-¿Es Cuidados Paliativos el final de la cadena sanitaria?
-Lo que pretende es facilitar una asistencia integral a los pacientes terminales en su domicilio. Que sea o no en los momentos finales de su vida depende de la carga de cuidados que precisen. Por ejemplo, a alguien que sufre cáncer y metástasis puede que se le atienda los últimos días y otra persona que padece una tetraplejia llega a pasar años dentro del servicio.
-¿Es de alguna manera una forma de 'sacar' a este tipo de enfermos del hospital?
-Ni mucho menos. El objetivo es tratarlos de forma adecuada en su hogar que es donde más arropados están y, cuando las circunstancias clínicas lo obligan, atenderlos luego en la unidad hospitalaria habilitada para ello.
-¿Qué papel juega la sedación en la labor de Cuidados Paliativos?
-Está prevista como una parte más del tratamiento médico. Un final natural y nada abrupto que se consensúa con la familia cuando así se requiere.

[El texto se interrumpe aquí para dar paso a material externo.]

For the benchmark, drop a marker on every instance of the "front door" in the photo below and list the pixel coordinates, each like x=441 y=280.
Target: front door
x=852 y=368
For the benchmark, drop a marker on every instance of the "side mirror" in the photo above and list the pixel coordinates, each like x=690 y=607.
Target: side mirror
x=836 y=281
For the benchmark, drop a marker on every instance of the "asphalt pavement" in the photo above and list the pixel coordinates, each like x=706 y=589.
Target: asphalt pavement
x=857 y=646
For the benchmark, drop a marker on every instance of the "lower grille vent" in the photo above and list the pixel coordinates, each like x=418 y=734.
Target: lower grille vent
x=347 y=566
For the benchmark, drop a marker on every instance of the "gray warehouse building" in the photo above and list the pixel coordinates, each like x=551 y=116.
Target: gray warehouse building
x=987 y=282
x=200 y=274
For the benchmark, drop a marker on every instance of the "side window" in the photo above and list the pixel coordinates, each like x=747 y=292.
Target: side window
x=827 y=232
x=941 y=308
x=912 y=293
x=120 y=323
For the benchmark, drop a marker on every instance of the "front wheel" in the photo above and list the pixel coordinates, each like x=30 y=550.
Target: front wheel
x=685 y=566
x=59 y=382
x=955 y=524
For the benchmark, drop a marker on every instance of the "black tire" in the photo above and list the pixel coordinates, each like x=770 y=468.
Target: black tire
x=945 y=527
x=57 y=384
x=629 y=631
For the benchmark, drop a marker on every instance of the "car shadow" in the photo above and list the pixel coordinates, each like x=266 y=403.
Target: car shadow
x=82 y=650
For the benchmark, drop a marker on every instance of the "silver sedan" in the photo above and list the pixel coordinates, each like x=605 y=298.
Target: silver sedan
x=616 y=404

-¿Ha afectado el 'caso Leganés' a este procedimiento en La Rioja?
-Ha afectado en el sentido de que la gente pregunta más en qué consiste, si es necesario, cómo se desarrolla... No hay desconfianza porque como le digo surge de una relación muy estrecha con la familia, pero siempre queda el tema de Leganés de fondo y hay que explicar cada detalle. En aquel caso, lo llamativo era el elevado número de sedaciones y que se practicaran en Urgencias, un servicio en el que suele aplicarse en situaciones extremas pero que no es el lugar 'natural' para realizarlas.
-El doctor Montes afirmaba hace unas semanas en Logroño que no hay un protocolo uniforme.
-Es cierto. Así como en los enfermos oncológicos está más definido el concepto de pronóstico de vida y la conclusión del tratamiento, en el resto de los terminales la propia medicina no define cuál es la raya que delimita el final y su agonía se extiende.